In Deutschland wurde sich bei allen Entscheidungen viel eher auf die Prinzipienethik Kants berufen, in dessen die Menschenwürde an oberster Stelle steht und somit niemand wie ein Ding abgezählt werden kann (vgl. Birnbaum, 2020). So heißt es schließlich auch in der Verfassung Deutschlands an erster Stelle, dass die Würde des Menschen unantastbar sei. Der Artikel ist nicht ohne Grund der erste des Grundgesetzes, der Schutz der Menschenwürde hat eine derart herausragende Rolle und Wichtigkeit, dass sie sich als alles beherrschende Aussage über sämtliche Grundrechte legt und mittelbar auf diese einwirkt. Sie zu wahren ist oberste Pflicht und daher das oberste Gebot bei allen Beschlüssen bezüglich der Pandemie. Hieraus begründet sich in der Corona-Situation schlussendlich das Primat der Medizin. Menschenleben dürfen nicht gegeneinander abgewogen werden. Dies geschieht ganz im Sinne einer deontologischen Ethik unabhängig von den Konsequenzen der Entscheidungen. Somit dürfen politische und ökonomische Argumente ebenfalls nicht abgewogen werden.

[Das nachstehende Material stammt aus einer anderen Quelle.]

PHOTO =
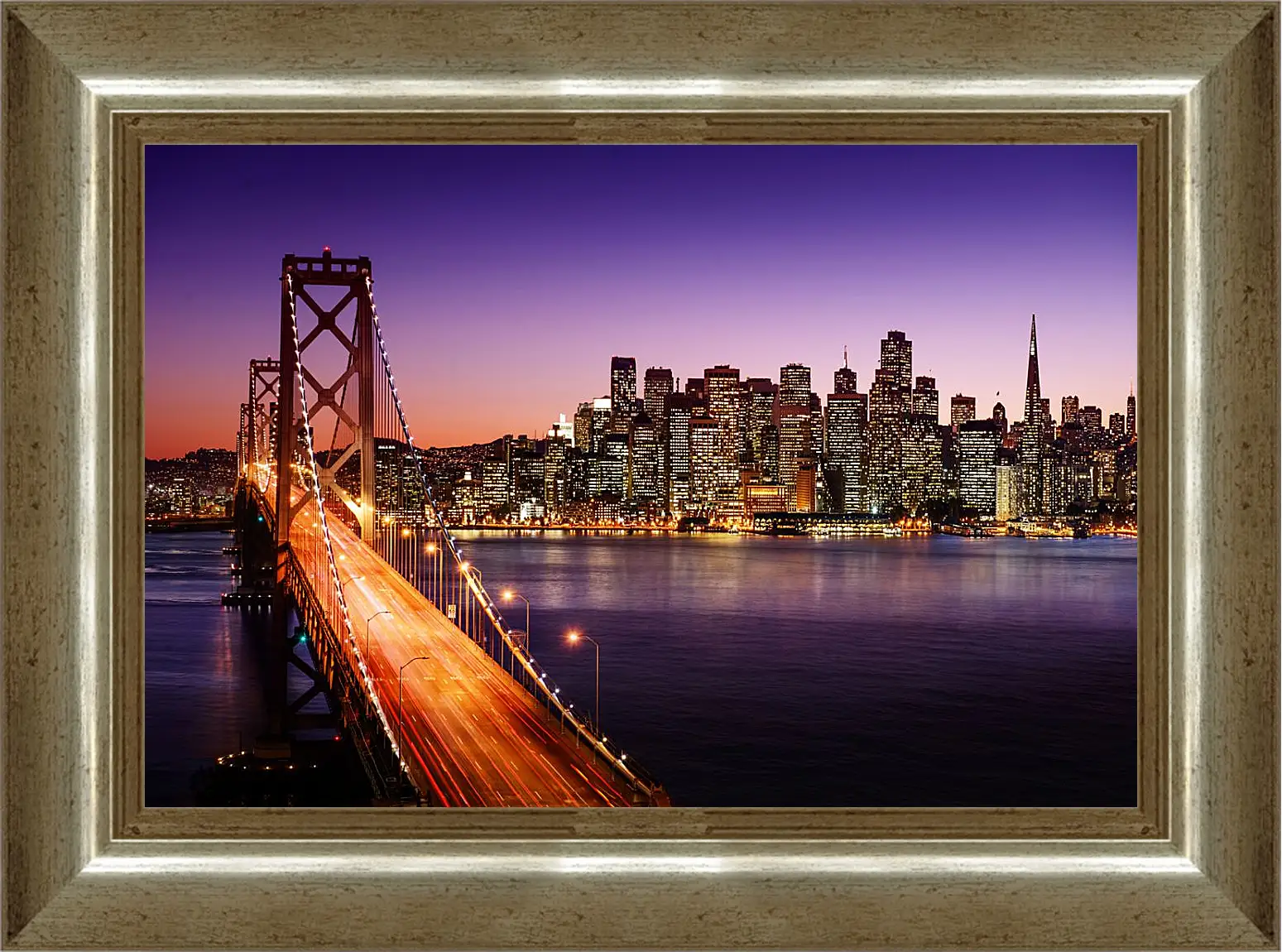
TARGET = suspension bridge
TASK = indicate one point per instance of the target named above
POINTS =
(338, 524)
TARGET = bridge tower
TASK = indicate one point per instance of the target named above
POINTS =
(296, 275)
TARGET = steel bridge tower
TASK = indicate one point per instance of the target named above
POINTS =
(296, 275)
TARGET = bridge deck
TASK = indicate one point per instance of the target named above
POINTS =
(472, 735)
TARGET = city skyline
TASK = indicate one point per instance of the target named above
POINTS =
(717, 307)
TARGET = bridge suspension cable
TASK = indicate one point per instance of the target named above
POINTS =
(478, 613)
(314, 496)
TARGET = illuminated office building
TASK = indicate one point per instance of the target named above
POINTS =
(644, 461)
(723, 393)
(960, 410)
(898, 358)
(977, 452)
(847, 440)
(705, 461)
(658, 385)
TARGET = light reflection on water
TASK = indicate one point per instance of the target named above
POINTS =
(750, 671)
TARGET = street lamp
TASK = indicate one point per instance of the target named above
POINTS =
(401, 719)
(511, 594)
(385, 611)
(574, 638)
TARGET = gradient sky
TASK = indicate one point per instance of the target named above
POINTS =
(507, 276)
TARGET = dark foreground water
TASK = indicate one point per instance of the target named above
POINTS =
(753, 671)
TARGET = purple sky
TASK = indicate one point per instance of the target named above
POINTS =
(508, 276)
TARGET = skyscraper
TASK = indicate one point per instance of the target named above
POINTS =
(847, 420)
(795, 385)
(887, 404)
(705, 461)
(794, 443)
(722, 387)
(603, 413)
(1032, 436)
(926, 401)
(999, 415)
(977, 448)
(960, 411)
(761, 394)
(844, 380)
(679, 411)
(1068, 407)
(623, 385)
(658, 385)
(815, 426)
(898, 358)
(642, 461)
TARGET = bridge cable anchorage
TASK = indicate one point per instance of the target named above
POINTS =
(324, 525)
(537, 678)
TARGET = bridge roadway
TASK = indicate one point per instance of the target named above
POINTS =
(472, 735)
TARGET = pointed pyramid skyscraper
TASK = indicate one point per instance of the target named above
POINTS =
(1032, 438)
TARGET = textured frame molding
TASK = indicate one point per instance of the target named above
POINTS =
(85, 86)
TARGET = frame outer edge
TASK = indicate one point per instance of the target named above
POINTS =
(55, 450)
(1225, 478)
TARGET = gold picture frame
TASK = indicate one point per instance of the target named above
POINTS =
(85, 86)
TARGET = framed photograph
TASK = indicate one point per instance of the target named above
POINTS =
(875, 406)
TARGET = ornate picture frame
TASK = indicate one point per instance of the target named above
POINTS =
(85, 88)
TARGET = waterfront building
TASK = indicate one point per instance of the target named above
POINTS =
(999, 416)
(495, 488)
(614, 464)
(977, 450)
(844, 380)
(815, 426)
(759, 411)
(764, 497)
(644, 461)
(583, 427)
(794, 443)
(771, 452)
(1068, 407)
(807, 476)
(562, 429)
(1006, 483)
(602, 416)
(960, 411)
(658, 387)
(847, 441)
(722, 387)
(795, 385)
(886, 424)
(623, 392)
(926, 399)
(679, 411)
(555, 475)
(1104, 473)
(896, 357)
(705, 461)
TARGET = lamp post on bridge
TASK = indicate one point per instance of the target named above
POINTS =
(401, 709)
(511, 594)
(385, 611)
(574, 638)
(343, 587)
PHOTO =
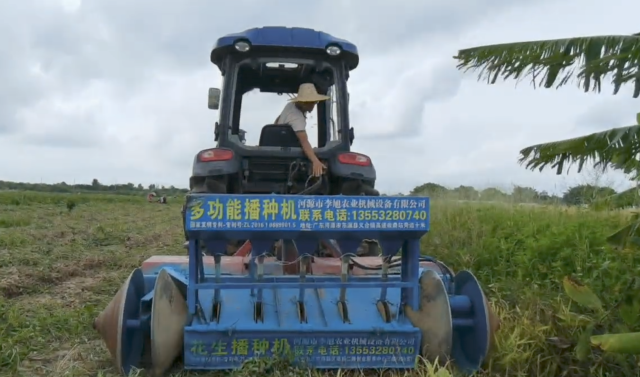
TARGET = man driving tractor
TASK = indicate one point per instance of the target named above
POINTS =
(295, 115)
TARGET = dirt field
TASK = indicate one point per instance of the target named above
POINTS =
(62, 258)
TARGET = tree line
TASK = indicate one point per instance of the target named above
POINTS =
(577, 195)
(94, 187)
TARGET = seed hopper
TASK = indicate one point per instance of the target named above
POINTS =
(216, 311)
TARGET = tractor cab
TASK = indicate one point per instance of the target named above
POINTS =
(255, 155)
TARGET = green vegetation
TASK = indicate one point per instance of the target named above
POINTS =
(59, 267)
(94, 188)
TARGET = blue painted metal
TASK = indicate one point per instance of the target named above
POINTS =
(134, 325)
(285, 37)
(471, 340)
(233, 318)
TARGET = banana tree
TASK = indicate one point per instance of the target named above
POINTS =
(554, 63)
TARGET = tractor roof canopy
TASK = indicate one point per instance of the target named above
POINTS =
(270, 38)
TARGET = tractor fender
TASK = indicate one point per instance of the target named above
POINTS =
(214, 168)
(365, 173)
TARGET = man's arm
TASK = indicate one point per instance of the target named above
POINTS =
(306, 146)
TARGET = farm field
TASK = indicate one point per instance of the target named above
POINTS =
(63, 257)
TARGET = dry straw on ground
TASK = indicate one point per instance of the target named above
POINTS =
(60, 266)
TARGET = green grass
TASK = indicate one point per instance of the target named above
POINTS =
(59, 268)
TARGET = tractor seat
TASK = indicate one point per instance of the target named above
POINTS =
(278, 135)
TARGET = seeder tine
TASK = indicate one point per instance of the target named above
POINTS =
(390, 247)
(349, 246)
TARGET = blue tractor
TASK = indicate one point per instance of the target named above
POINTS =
(280, 295)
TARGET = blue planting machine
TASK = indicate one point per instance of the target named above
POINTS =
(279, 295)
(346, 317)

Entscheidend für das Primat der Gesundheit ist zudem, dass die Sicherstellung menschlicher Existenz die Voraussetzung für Wirtschaften ist. Eine Volkswirtschaft kann nur funktionieren, wenn in ihr körperlich unversehrte Menschen leben, die ihre Arbeitskraft zur Verfügung stellen und die konsumieren können. Im Fall der Infektion ist dies nicht möglich. Die Pandemie kann im schlimmsten Fall für den Tod oder für die schwere Erkrankung vieler Menschen sorgen. Das Aufhalten der schnellen Verbreitung des Virus war daher besonders in den ersten Wochen entscheidend und konnte nur durch einen Stillstand eingedämmt werden. Bei den anfänglich steigenden hohen Infektionszahlen und gleichzeitiger Auslastung der Intensivstationen mussten zwangsläufig strenge Maßnahmen von Regierungsseite folgen. Die Wirtschaft war zudem zu keinem Zeitpunkt komplett stillgelegt.
3. Fazit
Lange Zeit standen Regierungen nicht mehr vor solch einem großen Dilemma wie in der derzeitigen Situation. Die Pandemie hat unsere Art des Wirtschaftens und der Wirtschaftstheorie erheblich in Frage gestellt und dadurch eine Grundlage für Kapitalismusgegner geschaffen. Es hat sich gezeigt, dass beide ethischen Sichtweisen ihre Berechtigung haben. Wirtschaft ist einerseits die Grundlage für Leben, welches andererseits die Voraussetzung für die Wirtschaft ist. Beide bedingen sich und dennoch braucht es im Falle einer solchen Pandemie eine klare Positionierung seitens einer Regierung.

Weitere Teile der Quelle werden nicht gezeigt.